In order to be able to find an antiderivative, I have been taught to decompose fractions by first observing an identity, like $$\frac{2x+1}{(3x-2)(x+1)} \equiv \frac{A}{3x-2}+\frac{B}{x+1}$$ wherever the function is defined.
Then I would expand and substitute, like so: $$A(x+1)+B(3x-2) \equiv 2x+1$$ letting $x=-1$: $$-5B=-1 \implies B=\frac{1}{5}$$ and then letting $x=\frac{2}{3}$: $$\frac{5}{3}A=\frac{7}{3} \implies A= \frac{7}{5}$$
Why are these substitutions justified? In both cases the original function is undefined for these $x$ values as the denominator would be zero - does this mean my claim "wherever the function is defined" is unnecessary? I can't see why this gives the right answer, but it does (as I can verify by matching coefficients instead of substituting)!
This is indeed an identity in $x$ and therefore is true for all valid values of $x$:
$$\frac{2x+1}{(3x-2)(x+1)} = \frac{A}{3x-2}+\frac{B}{x+1}$$
No, your use of "wherever the function is defined" is not unnecessary.

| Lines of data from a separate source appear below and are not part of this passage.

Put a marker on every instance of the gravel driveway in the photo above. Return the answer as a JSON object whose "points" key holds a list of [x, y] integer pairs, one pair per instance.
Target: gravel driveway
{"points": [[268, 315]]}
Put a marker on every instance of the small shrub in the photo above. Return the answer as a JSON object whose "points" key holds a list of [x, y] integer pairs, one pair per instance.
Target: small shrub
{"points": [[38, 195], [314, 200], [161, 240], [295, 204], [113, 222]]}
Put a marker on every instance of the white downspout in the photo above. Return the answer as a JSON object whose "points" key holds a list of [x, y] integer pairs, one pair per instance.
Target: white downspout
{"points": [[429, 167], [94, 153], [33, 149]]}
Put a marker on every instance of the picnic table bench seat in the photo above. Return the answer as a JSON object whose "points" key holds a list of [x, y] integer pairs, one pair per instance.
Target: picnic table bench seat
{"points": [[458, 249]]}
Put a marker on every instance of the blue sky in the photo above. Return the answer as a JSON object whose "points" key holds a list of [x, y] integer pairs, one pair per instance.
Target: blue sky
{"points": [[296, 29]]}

But note that this also is an identity in $x$ and therefore is true for all valid values of $x$:
$$A(x+1) + B(3x-2) = 2x + 1$$
But this last line has no restrictions on what $x$ can be. Why is this also an identity? Because we obtained it by performing a valid operation (multiplying both sides by the same thing) to an identity in $x$.